Se il fragile rivela il prezioso – di Luca Grion
Divulgazione
ELZEVIRO – 22 MAGGIO 2020
Se il fragile rivela il prezioso
di Luca Grion
La fragilità del bene, oltre che titolo di un bel libro di Martha Nussbaum, sembra essere una verità esistenziale che, in questi tempi di quarantena, ha trovato conferme quanto mai persuasive.
Cosa intende la Nussbaum con quella espressione? In estrema sintesi direi così: che il bene – il bene umano – non è faccenda meramente individuale; soprattutto non è qualcosa che può essere guadagnato attraverso l'ascesi personale e posto al sicuro dai colpi della fortuna. Il bene umano, al contrario, abita "lo spazio del noi" e per questo risulta estremamente fragile. Non solo non possiamo conquistarlo con le nostre mani; non possiamo neppure avere garanzia che non ci venga sottratto.
Pensiamoci un attimo: il bene che calamita il nostro desiderio rimanda, in ultima istanza, a una richiesta di riconoscimento; ciò che nutre la nostra anima e rende buona la nostra vita ha sempre a che fare con il sentirsi accolti, riconosciuti, amati. E qui iniziano i problemi. Le cose, infatti, ce le possiamo procurare in modo autonomo; le relazioni, invece, richiedono il concorso delle parti e si sottraggono ad ogni logica di possesso o di conquista. Non che questo non possa accadere, ma al prezzo di violentare la relazione, riducendo l'altro a semplice cosa di cui disporre.
Il bene che vive della e nella relazione interpersonale ci espone dunque, inevitabilmente, alla ferita dell'altro. L'altro a cui chiediamo riconoscimento può rifiutare il nostro appello; e lo stesso possiamo fare noi nei confronti di chi rivolge a noi analoga richiesta. Il bene umano, alla fin fine, è inevitabilmente precario e, se vogliamo provare a goderne, dobbiamo accettare il rischio e l'incertezza che sempre accompagnano tale ricerca.

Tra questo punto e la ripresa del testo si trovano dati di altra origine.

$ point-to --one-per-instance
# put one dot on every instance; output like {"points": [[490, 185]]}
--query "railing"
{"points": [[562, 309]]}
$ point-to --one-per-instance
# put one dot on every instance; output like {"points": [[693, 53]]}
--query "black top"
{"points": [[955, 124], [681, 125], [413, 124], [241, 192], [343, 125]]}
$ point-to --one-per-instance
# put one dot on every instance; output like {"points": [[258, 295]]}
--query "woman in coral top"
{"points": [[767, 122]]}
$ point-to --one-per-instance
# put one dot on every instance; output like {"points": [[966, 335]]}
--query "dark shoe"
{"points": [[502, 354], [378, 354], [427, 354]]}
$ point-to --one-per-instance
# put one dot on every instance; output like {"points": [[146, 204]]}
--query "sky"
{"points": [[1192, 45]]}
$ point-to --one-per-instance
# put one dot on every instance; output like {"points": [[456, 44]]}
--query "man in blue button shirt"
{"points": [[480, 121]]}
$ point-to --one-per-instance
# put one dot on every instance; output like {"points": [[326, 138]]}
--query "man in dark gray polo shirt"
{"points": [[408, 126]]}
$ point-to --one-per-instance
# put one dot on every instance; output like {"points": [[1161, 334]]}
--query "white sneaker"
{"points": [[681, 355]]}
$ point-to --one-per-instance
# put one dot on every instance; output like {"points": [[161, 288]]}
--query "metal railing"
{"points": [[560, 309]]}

Solo teoria? Non credo. Ne ho avuto riprova anche dialogando con i ragazzi a lezione. Parlando di ciò che procura loro maggiore sofferenza in queste lunghe giornate di isolamento forzato, ho constatato che ciò ch'essi avvertono con più struggente nostalgia non sono tanto le cose a cui, a malincuore, hanno dovuto rinunciare, quanto gli affetti rimasti inaccessibili fuori dai cancelli di casa. Se poi lo sguardo passa dal male patito al bene (ri)scoperto, sono ancora le relazioni a fare la differenza all'interno dei pochi metri quadri entro i quali si vive questo tempo sospeso.
La lezione che la vita sembra suggerirci con particolare forza invita dunque a mandare in archivio la pretesa autonomia e autosufficienza di un individuo autocentrato, tutto proteso a massimizzare il proprio interesse personale e a godere del maggior numero di beni possibile. Idea che tanti danni ha fatto alla politica, all'economia e anche all'ecologia. La verità – antropologica – che questa crisi ci sta facendo riscoprire è che, per l'uomo, vivere è con-vivere e che una vita autenticamente umana richiede vicinanza, incontro, relazione. Soprattutto ci ricorda che il bene umano non è qualcosa che può essere ottenuto all'interno di una logica mercantile; non può essere comprato né messo al sicuro in cassaforte. Il bene umano, al contrario, è qualcosa di fragile e può essere sperimentato solo accettando la sfida dell'incontro, il rischio della delusione e la fatica che sempre comporta prendersi cura delle relazioni.
Concludendo: se una cosa questo tempo di quarantena ci ha regalato è l'opportunità di comprendere come l'etica della cura rappresenti il paradigma morale più convincente tra quelli attualmente in circolazione. Non è affatto detto che sia anche il più praticato, ma certo se trovasse più spazio quanto migliori sarebbero le nostre vite.